Natürlich liegt darin eine Lektion für uns Menschen. Wenn die Ameisen neu in ein Territorium kommen, erforschen sie es nach Gelegenheiten. Haben sie eine Gelegenheit gefunden, eine hochwertige Nahrungsquelle, beginnen sie mit deren Ausbeutung . Doch ein gewisser Prozentsatz von ihnen hört nicht mit dem Erforschen auf. Das ermöglicht es ihnen, Alternativpläne zu entdecken. Diese Alternativpläne sind wirklich nützlich, wenn die Ameisen zum Aufhören gezwungen werden, wenn sie Pech haben und die Nahrungsquelle verschwindet. Doch ebenso wichtig ist, dass sie bei der Suche nach einem Plan B manchmal etwas finden, das sogar noch besser ist als Plan A.
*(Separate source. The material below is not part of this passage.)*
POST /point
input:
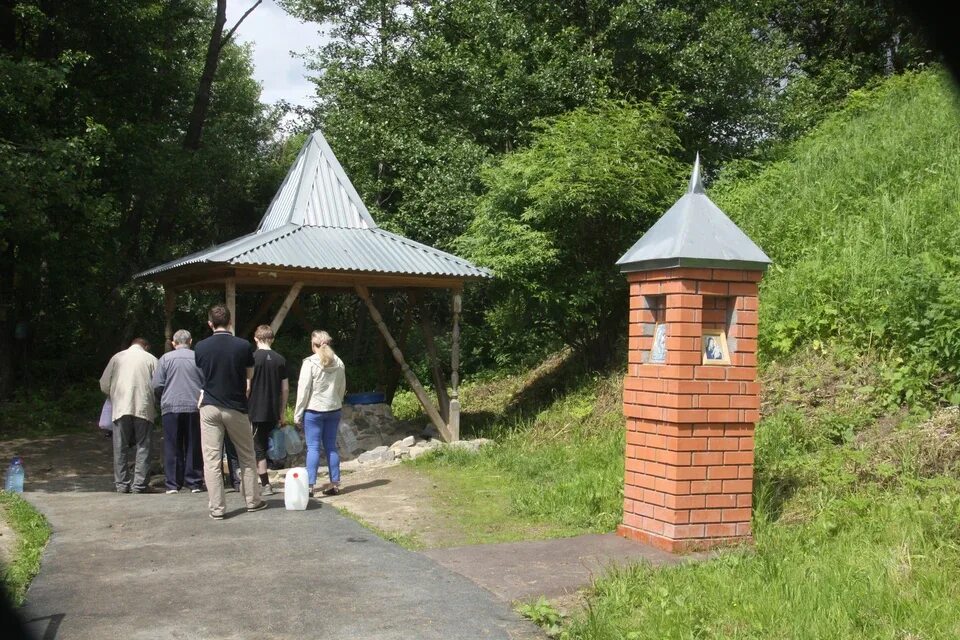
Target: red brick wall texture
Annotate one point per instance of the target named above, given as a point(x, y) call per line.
point(688, 478)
So müssen wir auch denken. Wenn wir etwas finden, das für uns gut funktioniert, sei es ein Arbeitsplatz, ein Beruf, ein Produkt, das wir entwickeln, eine Geschäftsstrategie oder auch ein Lieblingsrestaurant, zu dem wir gern gehen, ist es in einer so ungewissen Welt wie der unseren eine gute Strategie, weiterhin zu erforschen, welche weiteren Optionen zur Verfügung stehen könnten.

Hören Sie nie auf zu forschen.

Diesem Thema wenden wir unsere Aufmerksamkeit im letzten Teil des Buches zu .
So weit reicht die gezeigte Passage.